- Born: 14 June 1916 Rypin, Poland
- Died: 16 June 1980 (aged 64) Jerusalem
- Occupation: Historian
- Awards: Israel Prize (1957);

= Jacob Talmon =

Polish-born Israeli historian (1916-1980)

Jacob Leib Talmon (יעקב טלמון; 14 June 1916 - 16 June 1980) was a Polish-born Israeli historian and Professor of Modern History at the Hebrew University of Jerusalem.

Talmon studied the genealogy of totalitarianism, arguing that political Messianism stemmed from the French Revolution, and stressed the similarities between Jacobinism and Stalinism. He coined the terms "totalitarian democracy" and "Messianic democracy/political Messianism".

==Biography==
Jacob Leib Talmon was born on 14 June 1916 in Rypin, a town in central Poland, into an Orthodox Jewish family. He left in 1934 to study at the Hebrew University in Jerusalem, then in the British Mandate of Palestine, now Israel. He continued his studies in France but left for London after the Nazi invasion; in 1943 he was awarded a PhD from the London School of Economics. His main works are The Origins of Totalitarian Democracy and Political Messianism: The Romantic Phase.

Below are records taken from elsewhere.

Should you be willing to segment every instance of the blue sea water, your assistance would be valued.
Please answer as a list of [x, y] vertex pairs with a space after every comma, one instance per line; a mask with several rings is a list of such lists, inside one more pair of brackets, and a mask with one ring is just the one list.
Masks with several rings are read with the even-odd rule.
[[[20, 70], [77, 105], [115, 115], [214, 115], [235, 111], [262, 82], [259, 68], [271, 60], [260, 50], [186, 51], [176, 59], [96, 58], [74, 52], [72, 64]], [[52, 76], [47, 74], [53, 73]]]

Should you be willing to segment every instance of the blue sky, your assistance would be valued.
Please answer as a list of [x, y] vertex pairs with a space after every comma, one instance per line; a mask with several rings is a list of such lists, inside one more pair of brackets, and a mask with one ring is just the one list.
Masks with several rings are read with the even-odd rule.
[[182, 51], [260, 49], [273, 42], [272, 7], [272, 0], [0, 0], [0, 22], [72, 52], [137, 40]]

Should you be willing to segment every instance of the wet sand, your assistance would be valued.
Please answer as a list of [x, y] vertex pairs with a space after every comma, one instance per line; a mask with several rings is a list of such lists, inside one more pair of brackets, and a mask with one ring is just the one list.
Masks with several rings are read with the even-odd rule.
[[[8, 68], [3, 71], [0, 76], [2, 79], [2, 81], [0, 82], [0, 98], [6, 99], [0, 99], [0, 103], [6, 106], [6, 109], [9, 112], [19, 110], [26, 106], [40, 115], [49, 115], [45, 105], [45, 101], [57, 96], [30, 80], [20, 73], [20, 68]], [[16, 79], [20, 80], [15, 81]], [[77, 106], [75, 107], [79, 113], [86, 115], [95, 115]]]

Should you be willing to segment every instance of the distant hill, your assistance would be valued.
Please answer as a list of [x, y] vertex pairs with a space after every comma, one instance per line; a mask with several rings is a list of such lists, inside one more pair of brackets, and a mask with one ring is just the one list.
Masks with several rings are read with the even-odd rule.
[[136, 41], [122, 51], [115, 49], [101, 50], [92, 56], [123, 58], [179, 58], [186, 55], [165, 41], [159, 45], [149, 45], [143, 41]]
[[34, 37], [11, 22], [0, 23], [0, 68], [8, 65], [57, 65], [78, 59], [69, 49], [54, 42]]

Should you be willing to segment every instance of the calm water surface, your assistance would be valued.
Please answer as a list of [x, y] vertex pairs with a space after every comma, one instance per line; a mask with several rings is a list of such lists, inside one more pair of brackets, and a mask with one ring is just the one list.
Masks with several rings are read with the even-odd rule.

Talmon argued that Rousseau's position may best be understood as "totalitarian democracy", a philosophy in which liberty is realized "only in the pursuit and attainment of an absolute collective purpose." Following the 1967 Six-Day War, Talmon engaged in a debate with Arnold J. Toynbee on the role of Jews and Zionism in history.

Talmon died in Jerusalem on June 16, 1980, two days after his 64th birthday.

==Awards==
In 1957, Talmon was awarded the Israel Prize for social sciences.

==Major works==
- "The Origins of Totalitarian Democracy" (1952); vol. 2: 1960
- The Nature of Jewish History-Its Universal Significance, 1957
- Political Messianism – The Romantic Phase, 1960
- The Unique and The Universal, 1965
- Romanticism and Revolt, 1967
- Israel among the Nations, 1968
- The Age of Violence, 1974
- The Myth of Nation and Vision of Revolution – The Origins of Ideological Polarization in the 20th Century, 1981
- The Riddle of the Present and the Cunning of History, 2000 (Hebrew, p.m.)